From 445a2e6048846221e7dfa8d9c478c575aab93464 Mon Sep 17 00:00:00 2001
From: Zhaoyang Yu <yuzhaoyang0713@ruc.edu.cn>
Date: Tue, 10 Sep 2024 18:59:13 +0800
Subject: [PATCH] Update QA

---
 examples/ags/benchmark/drop.py                | 92 ++-----------------
 examples/ags/benchmark/hotpotqa.py            |  8 +-
 .../ags/experiments/baselines/cot_drop.py     |  2 +-
 .../ags/experiments/baselines/cot_hotpotqa.py |  2 +-
 4 files changed, 16 insertions(+), 88 deletions(-)

diff --git a/examples/ags/benchmark/drop.py b/examples/ags/benchmark/drop.py
index 7fc99134a..ff3a8065b 100644
--- a/examples/ags/benchmark/drop.py
+++ b/examples/ags/benchmark/drop.py
@@ -10,6 +10,9 @@ from tqdm.asyncio import tqdm_asyncio
 
 from examples.ags.benchmark.utils import generate_random_indices
 
+global cost
+cost = 0
+
 def _remove_articles(text: str) -> str:
     regex = re.compile(r"\b(a|an|the)\b", re.UNICODE)
     return re.sub(regex, " ", text)
@@ -60,90 +63,6 @@ def _normalize_answer(text: str) -> str:
     normalized = " ".join(parts).strip()
     return normalized
 
-def _answer_to_bags(
-    answer: Union[str, List[str], Tuple[str, ...]]

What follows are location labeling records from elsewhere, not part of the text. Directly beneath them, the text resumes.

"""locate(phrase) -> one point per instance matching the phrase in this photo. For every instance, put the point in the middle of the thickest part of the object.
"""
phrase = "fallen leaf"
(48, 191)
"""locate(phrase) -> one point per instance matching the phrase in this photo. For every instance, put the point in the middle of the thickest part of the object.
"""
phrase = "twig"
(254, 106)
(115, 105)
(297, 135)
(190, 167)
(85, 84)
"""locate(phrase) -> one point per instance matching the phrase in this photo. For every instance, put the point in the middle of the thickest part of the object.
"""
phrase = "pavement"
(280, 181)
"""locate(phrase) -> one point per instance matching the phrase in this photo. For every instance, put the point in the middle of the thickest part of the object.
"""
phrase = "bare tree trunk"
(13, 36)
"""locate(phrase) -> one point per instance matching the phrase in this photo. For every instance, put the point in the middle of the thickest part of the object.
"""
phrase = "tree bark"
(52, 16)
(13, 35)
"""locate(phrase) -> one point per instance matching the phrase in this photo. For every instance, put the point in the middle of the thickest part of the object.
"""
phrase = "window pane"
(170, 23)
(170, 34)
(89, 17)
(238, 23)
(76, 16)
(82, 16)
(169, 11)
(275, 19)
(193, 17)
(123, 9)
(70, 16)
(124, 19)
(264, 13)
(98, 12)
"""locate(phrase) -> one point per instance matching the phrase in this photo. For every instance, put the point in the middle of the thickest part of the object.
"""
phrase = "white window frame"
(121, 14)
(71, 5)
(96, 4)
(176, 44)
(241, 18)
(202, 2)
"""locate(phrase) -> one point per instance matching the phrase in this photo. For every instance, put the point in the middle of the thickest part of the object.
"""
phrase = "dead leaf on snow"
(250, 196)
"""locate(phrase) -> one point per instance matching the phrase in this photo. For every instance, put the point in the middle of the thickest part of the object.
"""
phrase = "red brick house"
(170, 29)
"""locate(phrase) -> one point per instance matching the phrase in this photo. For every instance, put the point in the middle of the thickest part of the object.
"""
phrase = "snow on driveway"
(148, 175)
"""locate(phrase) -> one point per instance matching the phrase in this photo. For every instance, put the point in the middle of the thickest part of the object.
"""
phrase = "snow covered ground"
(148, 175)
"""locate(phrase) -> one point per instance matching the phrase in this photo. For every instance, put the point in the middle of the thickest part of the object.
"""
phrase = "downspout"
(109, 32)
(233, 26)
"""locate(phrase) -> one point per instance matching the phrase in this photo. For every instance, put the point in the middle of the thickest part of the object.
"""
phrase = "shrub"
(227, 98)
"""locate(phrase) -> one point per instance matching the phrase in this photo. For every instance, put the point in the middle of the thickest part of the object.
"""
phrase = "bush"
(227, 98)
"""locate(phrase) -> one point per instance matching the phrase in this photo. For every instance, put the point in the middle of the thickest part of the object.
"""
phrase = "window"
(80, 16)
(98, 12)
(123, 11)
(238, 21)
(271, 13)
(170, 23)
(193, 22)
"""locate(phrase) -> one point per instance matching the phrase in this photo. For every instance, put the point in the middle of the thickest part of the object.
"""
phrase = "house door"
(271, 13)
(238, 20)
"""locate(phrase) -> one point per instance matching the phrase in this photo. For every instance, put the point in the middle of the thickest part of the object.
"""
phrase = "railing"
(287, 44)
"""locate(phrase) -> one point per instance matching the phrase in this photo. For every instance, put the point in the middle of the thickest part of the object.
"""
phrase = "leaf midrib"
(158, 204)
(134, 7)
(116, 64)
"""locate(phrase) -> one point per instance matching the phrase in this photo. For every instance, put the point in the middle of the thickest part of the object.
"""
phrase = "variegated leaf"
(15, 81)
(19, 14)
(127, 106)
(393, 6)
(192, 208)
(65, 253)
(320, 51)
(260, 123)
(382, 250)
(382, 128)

-) -> Tuple[List[str], List[Set[str]]]:
-    if isinstance(answer, (list, tuple)):
-        raw_spans = answer
-    else:
-        raw_spans = [answer]
-    normalized_spans: List[str] = []
-    token_bags = []
-    for raw_span in raw_spans:
-        normalized_span = _normalize_answer(raw_span)
-        normalized_spans.append(normalized_span)
-        token_bags.append(set(normalized_span.split()))
-    return normalized_spans, token_bags
-
-#!/usr/bin/python
-
-from collections import defaultdict
-from typing import Any, Dict, List, Set, Tuple, Union, Optional
-import json
-import argparse
-import string
-import re
-
-import numpy as np
-from scipy.optimize import linear_sum_assignment
-
-
-# From here through _normalize_answer was originally copied from:
-# https://worksheets.codalab.org/rest/bundles/0x6b567e1cf2e041ec80d7098f031c5c9e/contents/blob/
-# Then cleaned up and modified a bit.
-def _remove_articles(text: str) -> str:
-    regex = re.compile(r"\b(a|an|the)\b", re.UNICODE)
-    return re.sub(regex, " ", text)
-
-
-def _white_space_fix(text: str) -> str:
-    return " ".join(text.split())
-
-
-EXCLUDE = set(string.punctuation)
-
-
-def _remove_punc(text: str) -> str:
-    if not _is_number(text):
-        return "".join(ch for ch in text if ch not in EXCLUDE)
-    else:
-        return text
-
-
-def _lower(text: str) -> str:
-    return text.lower()
-
-
-def _tokenize(text: str) -> List[str]:
-    return re.split(" |-", text)
-
-
-def _normalize_answer(text: str) -> str:
-    """Lower text and remove punctuation, articles and extra whitespace."""
-
-    parts = [
-        _white_space_fix(_remove_articles(_normalize_number(_remove_punc(_lower(token)))))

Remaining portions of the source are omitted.